Disabled With Student Loan Debt?

From the Washington Post: People who have been found disabled by Social Security were still obligated to repay student loans, but still face a financial quagmire. They are saddled with thousands of dollars in loans they struggle to repay. The Obama administration negotiated debt relief with the Department of Education, but the Treasury Department refuses thus far to give debt relief, treating the forgiven loans as income to be taxed.

The eligible disabled, who must be also designated “not expected to medically improve, are saddled with potentially thousands of dollars in taxes they also struggle to repay. And either situation leaves them vulnerable having Social Security benefits garnished.
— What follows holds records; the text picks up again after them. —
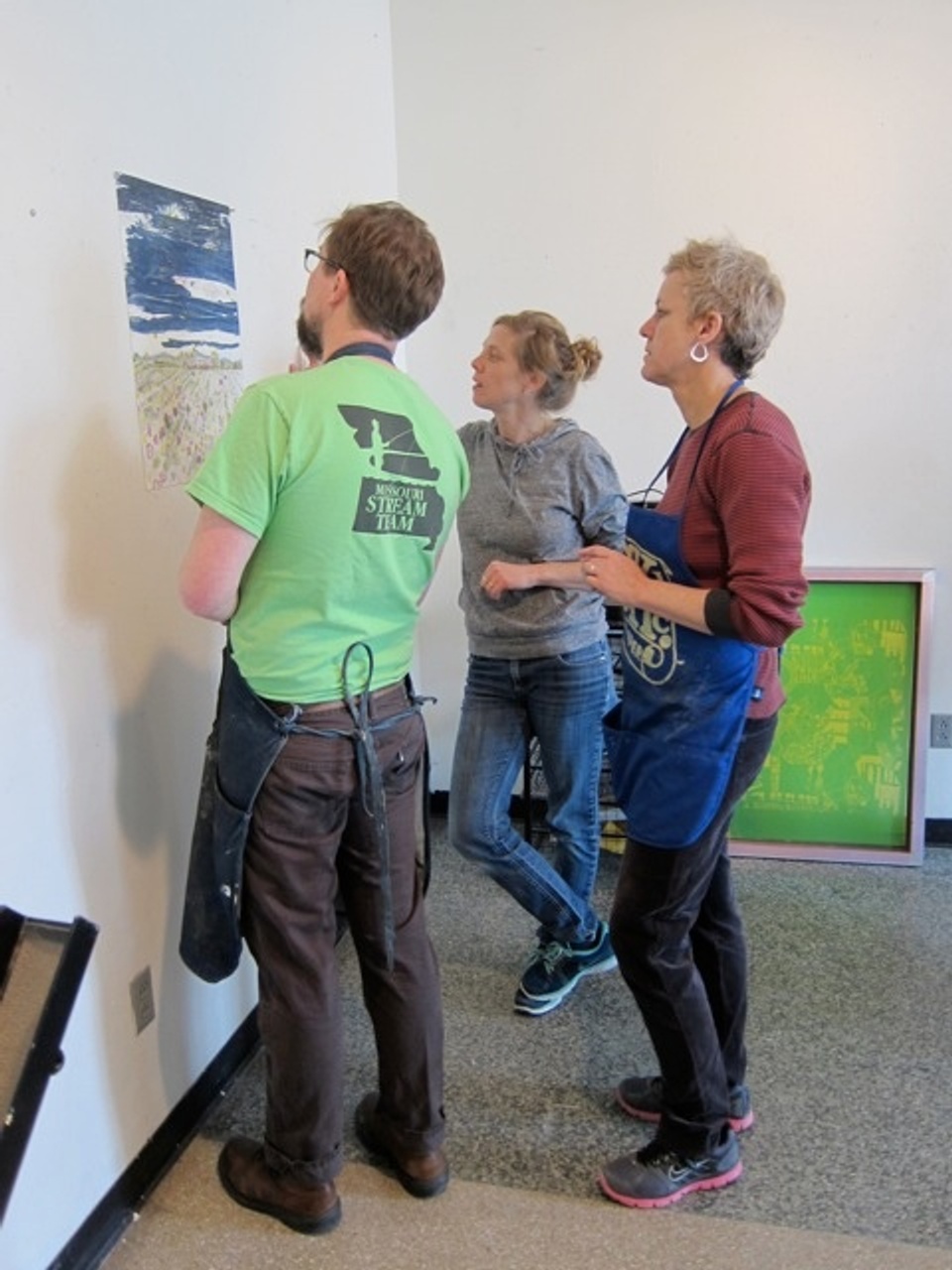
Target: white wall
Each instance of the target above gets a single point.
(282, 111)
(562, 151)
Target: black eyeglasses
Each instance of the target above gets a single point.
(312, 258)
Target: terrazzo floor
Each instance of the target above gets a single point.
(851, 1074)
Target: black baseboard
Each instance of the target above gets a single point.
(104, 1225)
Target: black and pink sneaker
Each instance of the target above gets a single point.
(640, 1096)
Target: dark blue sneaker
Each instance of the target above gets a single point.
(656, 1176)
(642, 1096)
(556, 969)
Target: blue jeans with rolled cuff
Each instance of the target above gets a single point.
(561, 701)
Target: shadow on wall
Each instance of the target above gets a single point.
(123, 716)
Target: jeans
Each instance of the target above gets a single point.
(561, 701)
(312, 835)
(679, 940)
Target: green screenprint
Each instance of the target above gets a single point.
(839, 770)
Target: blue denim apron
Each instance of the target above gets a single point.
(673, 737)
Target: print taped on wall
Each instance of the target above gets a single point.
(182, 324)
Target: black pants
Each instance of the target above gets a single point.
(680, 947)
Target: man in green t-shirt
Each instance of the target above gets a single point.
(324, 508)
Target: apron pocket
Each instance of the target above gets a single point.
(669, 792)
(211, 934)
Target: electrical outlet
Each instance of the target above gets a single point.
(143, 998)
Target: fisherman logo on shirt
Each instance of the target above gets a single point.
(399, 494)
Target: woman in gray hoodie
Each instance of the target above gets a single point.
(540, 490)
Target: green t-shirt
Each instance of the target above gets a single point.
(349, 476)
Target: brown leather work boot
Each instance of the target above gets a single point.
(422, 1176)
(311, 1207)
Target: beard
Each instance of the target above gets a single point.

The “tax bomb,” as some experts call it, gained attention this spring after the White House announced plans to forgive $7.7 billion in federal student loans held by nearly 400,000 permanently disabled people through a matching system. The Education Department and the Social Security Administration teamed to pinpoint borrowers receiving disability payments, under the specific designation of “Medical Improvement Not Expected,” which indicates they are eligible for the discharge.

Those identified received a letter from the government explaining the steps for loan cancellation and were not required to submit documentation of their eligibility, unlike disabled borrowers who apply for the discharge on their own. A vast majority of the people selected through the streamlined process are impoverished, living off of less than $16,000 a year — the federal poverty line for a family of two.

Eighty-four percent of the population identified by the Social Security Administration reported zero earnings in 2014, while the remainder pulled in an average of $8,000 a year. These borrowers, with no job prospects and minimal income, owe on average $18,000 in student loans. About half of them are in default, putting them at risk of having their Social Security disability benefits garnished.